In some embodiments, the microstimulator 1300 can be delivered to the target site 1350 laparoscopically or on a minimally invasive basis via a transvaginal approach. These and related techniques can be akin to known procedures for placement of a vaginal sling or a transvaginal mesh, such as a single incision sling (or “mini-sling”) procedure, a midurethral sling procedure, a pubovaginal sling procedure, or similar procedures commonly practiced by urologists. In some embodiments, the procedure can be performed under local or regional anesthesia. A small incision is made along a wall 1354 of the vagina 1352 at the target site 1350; additional incisions may also be made. The microstimulator 1300 is then transvaginally delivered to and into the incision at the target site 1350. Other delivery techniques or procedures can also be employed. For example, with some optional methods or procedures, a short stimulation lead or leads (not shown) can be transvaginally placed during transvaginal delivery of the microstimulator 1300. The stimulation lead can be employed to facilitate specific nerve location stimulation (including bilateral nerve stimulation) via testing, and/or external urinary sphincter or other muscle monitoring can be performed via the stimulation lead to confirm a desired stimulation effect.

In some embodiments, the target site 1350 is at or in the deep perineal space of the patient. As a point of reference, the deep perineal space (or deep perineal pouch) is the anatomical space enclosed in part by the perineum, and is located superior to the perineal membrane. The deep perineal space can be considered to be bordered inferiorly by the perineal membrane (also known as the inferior fascia of the urogenital diaphragm), and typically presents as a triangular, trilaminar space with external urethra sphincter, deep transverse perineal, and compressor urethrae (in females). In other embodiments, the microstimulator 1300 can be implanted at other target sites accessible via a transvaginal approach that may or may not include the deep perineal space.

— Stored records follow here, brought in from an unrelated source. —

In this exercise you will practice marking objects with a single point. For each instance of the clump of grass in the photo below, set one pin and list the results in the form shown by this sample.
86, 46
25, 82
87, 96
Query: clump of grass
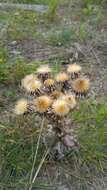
61, 38
52, 10
22, 24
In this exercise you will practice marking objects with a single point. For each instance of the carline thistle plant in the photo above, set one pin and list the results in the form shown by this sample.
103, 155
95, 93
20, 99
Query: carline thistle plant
54, 97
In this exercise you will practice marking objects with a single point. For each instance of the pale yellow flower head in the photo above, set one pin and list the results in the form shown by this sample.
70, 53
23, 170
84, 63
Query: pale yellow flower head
33, 85
73, 68
70, 100
49, 82
62, 77
42, 103
60, 107
27, 80
81, 85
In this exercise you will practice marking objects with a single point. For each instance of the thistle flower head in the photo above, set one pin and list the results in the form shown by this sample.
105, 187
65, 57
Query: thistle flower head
49, 82
73, 68
42, 103
60, 107
21, 107
43, 69
62, 77
70, 99
81, 85
56, 94
33, 85
27, 80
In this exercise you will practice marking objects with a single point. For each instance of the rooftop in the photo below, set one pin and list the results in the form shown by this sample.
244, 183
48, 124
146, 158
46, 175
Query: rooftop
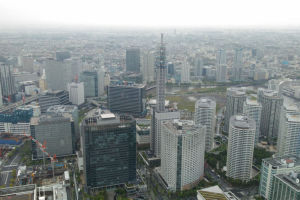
283, 161
292, 179
242, 121
205, 103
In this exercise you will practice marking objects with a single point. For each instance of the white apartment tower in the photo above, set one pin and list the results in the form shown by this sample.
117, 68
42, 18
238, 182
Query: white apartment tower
182, 154
221, 75
235, 99
148, 66
76, 93
205, 114
240, 147
271, 103
252, 109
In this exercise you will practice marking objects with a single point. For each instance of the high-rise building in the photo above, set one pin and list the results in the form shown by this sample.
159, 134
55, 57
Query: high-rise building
67, 110
133, 60
148, 66
252, 108
221, 75
185, 72
205, 115
76, 93
272, 166
60, 73
93, 83
286, 186
7, 81
182, 154
238, 65
161, 77
271, 103
52, 98
158, 113
1, 100
57, 131
235, 99
109, 149
128, 99
240, 147
289, 135
156, 129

The microstimulator 1300 can be anchored to the vaginal wall 1354 (or other anatomical structure) by one or more sutures 1302. Other anchoring techniques or devices are also acceptable. For example, in some embodiments the microstimulator 1300 can include or carry one or more anchoring devices (e.g., deployable tines or barbs) that secure the microstimulator to or within the vaginal wall 1354 or adjacent the vagina 1352.

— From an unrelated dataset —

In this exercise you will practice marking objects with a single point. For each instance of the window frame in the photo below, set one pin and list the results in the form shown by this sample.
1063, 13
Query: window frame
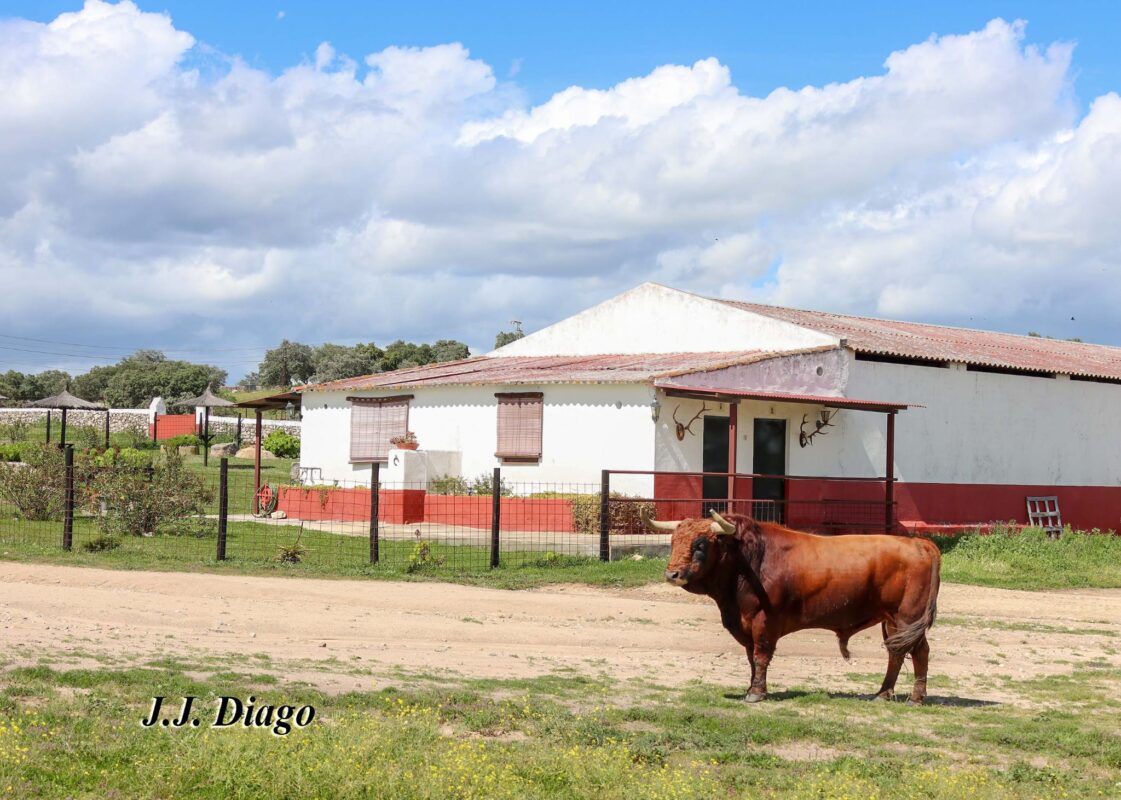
376, 402
511, 457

Regardless of how the microstimulator 1300 is secured to the vaginal wall 1354 (or other anatomical structure), in some embodiments the transvaginal delivery and implantation techniques of the present disclosure promote ready or straightforward access to the microstimulator 1300 on a minimally invasive basis following implant. The target site/implant location 1350 is readily accessible transvaginally, allowing a clinician to physically interface with the microstimulator 1300 for various reason following implant, for example to remove, replace, or recharge the microstimulator 1300. In some embodiments, the microstimulator 1300 is positioned upon final implant for transvaginal recharge.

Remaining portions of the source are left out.